This year the Coens opt for lighter fare with the exploits of idiots in Washington, D.C. Though the story of adults way past their prime doing moronic things may almost be as depressing as the ultra-bleak No Country it’s nowhere near as good a film, and it barely reaches the comedic heights of The Big Lebowski. Still, it’s a decent way to see well-respected actors cut loose and act like stupid failures. Everyone is a failure in some manner and it seems only Frances MacDormand is aware of the fact. She’s a depressed gym employee who cruises online dating sites for unsatisfying trysts, desperate to be loved and wanted even though she sees herself as a droopy, undeserving hag. To fix that she wants cosmetic surgery but the money is way out of reach until her fellow employee, Brad Pitt having a ton of fun playing himself, finds a CD containing CIA information. They blackmail former CIA agent John Malkovich with it, take it to the Russian embassy, and get tangled up with bearded ladies man George Clooney. Tilda Swinton also appears as Clooney’s shrill mistress. That woman was born to play icy bitches.
Everyone does well in their parts especially Clooney and Malkovich, who seem to play exaggerated versions of their real-life selves. I thought for sure Brad Pitt would’ve been the runaway favorite based on the goofy trailer but some of his antics fell short, and I wasn’t the only one in the theater to think so.
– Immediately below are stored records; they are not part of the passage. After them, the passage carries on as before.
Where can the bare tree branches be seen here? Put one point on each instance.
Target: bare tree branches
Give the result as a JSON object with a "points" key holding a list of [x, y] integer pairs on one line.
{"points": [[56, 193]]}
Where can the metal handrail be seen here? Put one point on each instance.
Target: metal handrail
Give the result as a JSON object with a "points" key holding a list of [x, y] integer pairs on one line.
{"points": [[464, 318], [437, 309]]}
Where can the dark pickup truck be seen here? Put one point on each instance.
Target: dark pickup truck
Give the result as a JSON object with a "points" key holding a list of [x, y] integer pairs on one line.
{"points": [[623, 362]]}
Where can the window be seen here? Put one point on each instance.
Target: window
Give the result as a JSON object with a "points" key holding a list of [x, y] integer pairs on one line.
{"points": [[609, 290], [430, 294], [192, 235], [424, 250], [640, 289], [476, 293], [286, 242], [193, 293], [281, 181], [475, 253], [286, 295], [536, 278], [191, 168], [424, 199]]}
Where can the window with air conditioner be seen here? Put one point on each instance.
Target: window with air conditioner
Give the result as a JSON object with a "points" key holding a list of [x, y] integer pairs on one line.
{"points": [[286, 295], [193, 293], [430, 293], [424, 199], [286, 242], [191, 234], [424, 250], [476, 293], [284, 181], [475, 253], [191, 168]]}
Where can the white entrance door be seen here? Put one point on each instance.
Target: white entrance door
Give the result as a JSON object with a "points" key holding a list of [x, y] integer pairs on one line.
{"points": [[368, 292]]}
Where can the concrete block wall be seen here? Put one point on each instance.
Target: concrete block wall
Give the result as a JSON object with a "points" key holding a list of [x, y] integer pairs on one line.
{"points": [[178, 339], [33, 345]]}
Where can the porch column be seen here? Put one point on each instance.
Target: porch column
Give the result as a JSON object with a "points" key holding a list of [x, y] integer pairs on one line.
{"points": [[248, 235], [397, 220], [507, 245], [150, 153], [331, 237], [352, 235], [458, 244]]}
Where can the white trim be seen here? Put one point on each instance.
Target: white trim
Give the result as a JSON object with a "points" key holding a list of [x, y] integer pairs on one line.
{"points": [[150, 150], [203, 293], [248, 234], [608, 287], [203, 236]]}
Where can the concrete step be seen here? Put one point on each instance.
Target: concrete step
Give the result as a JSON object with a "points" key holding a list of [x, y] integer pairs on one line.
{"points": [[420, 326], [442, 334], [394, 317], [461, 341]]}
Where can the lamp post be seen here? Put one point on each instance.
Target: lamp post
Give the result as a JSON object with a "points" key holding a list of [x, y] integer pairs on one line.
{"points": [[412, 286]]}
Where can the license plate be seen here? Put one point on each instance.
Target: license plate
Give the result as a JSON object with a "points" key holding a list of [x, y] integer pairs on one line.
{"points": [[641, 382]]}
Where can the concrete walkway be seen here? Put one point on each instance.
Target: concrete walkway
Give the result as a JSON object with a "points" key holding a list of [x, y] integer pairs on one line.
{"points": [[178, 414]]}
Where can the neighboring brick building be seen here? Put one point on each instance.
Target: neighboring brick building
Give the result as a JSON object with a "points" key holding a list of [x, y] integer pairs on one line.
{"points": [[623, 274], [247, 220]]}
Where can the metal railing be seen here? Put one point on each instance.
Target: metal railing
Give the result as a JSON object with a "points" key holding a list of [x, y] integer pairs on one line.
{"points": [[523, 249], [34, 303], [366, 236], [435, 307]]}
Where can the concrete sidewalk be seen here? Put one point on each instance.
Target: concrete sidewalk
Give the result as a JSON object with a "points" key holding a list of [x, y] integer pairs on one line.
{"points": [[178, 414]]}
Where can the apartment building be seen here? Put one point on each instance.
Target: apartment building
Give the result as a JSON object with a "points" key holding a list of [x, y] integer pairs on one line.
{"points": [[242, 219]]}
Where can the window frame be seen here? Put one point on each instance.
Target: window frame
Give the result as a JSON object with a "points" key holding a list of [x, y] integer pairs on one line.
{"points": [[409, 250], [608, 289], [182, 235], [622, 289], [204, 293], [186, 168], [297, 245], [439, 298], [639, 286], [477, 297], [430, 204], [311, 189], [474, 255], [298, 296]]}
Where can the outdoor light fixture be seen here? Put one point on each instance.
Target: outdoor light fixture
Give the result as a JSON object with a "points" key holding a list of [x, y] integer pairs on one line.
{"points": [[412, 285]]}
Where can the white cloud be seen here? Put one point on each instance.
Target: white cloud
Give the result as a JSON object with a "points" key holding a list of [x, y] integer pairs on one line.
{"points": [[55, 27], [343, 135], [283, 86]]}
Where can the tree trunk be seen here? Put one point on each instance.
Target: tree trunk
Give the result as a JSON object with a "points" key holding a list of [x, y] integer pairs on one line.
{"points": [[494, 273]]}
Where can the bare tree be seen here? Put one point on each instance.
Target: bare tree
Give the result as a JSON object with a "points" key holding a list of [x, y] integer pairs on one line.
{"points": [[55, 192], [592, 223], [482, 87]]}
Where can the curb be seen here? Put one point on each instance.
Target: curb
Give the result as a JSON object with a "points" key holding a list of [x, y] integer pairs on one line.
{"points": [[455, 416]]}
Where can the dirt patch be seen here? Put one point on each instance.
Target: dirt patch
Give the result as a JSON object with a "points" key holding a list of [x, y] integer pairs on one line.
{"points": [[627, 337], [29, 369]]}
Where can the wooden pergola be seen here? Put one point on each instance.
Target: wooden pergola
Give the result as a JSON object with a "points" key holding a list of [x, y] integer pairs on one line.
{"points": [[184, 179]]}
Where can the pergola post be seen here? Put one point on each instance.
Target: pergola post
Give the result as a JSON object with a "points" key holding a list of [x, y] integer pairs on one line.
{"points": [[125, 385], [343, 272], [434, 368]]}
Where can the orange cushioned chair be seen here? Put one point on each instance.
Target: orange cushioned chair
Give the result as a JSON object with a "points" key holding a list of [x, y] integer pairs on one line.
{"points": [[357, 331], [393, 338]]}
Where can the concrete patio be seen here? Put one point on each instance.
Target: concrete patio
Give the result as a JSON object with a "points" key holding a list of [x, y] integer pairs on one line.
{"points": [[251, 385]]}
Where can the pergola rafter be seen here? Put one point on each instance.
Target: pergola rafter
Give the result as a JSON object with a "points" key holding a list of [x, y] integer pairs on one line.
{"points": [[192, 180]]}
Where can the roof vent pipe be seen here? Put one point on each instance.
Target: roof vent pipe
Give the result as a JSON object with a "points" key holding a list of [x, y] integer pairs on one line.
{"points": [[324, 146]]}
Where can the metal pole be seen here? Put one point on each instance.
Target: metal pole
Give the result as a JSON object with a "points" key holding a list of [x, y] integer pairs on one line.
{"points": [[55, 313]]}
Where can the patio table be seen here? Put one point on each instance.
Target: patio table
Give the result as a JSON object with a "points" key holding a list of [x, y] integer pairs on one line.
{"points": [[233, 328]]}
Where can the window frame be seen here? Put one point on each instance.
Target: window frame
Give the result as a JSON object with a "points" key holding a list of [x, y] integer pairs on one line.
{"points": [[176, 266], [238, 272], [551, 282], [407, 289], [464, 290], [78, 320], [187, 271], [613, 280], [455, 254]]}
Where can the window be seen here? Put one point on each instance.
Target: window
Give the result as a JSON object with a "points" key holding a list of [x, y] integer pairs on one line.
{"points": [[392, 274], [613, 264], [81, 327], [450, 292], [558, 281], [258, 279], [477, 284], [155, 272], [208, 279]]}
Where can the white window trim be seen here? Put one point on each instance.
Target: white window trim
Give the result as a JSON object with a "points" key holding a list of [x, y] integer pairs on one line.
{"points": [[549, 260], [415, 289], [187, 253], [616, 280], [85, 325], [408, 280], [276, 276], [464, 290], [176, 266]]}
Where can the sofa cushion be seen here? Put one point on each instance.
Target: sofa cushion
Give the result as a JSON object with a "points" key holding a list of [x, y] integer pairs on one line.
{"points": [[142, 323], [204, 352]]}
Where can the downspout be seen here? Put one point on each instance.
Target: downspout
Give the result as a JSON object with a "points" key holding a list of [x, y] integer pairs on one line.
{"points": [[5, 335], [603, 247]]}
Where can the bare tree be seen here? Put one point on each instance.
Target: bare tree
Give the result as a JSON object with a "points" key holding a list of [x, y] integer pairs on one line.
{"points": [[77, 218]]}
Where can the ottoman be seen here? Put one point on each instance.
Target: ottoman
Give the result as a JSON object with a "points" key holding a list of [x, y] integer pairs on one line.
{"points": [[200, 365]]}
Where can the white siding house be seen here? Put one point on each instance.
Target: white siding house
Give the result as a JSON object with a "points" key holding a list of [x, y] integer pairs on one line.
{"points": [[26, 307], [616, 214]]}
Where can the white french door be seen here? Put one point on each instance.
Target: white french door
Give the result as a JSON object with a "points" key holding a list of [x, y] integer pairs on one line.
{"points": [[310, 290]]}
He’d wave his arm and repeat jokes like he was in an Apatow production, stirring no one in the (modest) crowd to laugh, whereas Clooney and Malkovich can just make an over-animated face and I’d snicker. They’re terrific and I missed them each time they were offscreen, and missed them even more when the plot gave them less to do. Eventually Malkovich’s scenes consist of him yelling “fuck” and its variations over and over, and that’s all he has left to do in the movie. Luckily, he’s an artist with that word, used with impact and precision.
Besides the goofy acting the other noteworthy thing about Burn After Reading is the soundtrack. The loud, foreboding music sounds like it was pulled out of Spy Game or Enemy of the State, or any dopey Tony Scott piece. It’s music for a serious movie, which naturally contrasts with what’s actually going on in the movie. The Coens are adept at parody – Lebowski skewers noir detective yarns, Fargo and even No Country are darkly funny – and Burn‘s their latest, a ridiculous stab at the spy/espionage genre. It’s not their best, but it’s not bad either.
It’s certainly better than Ladykillers.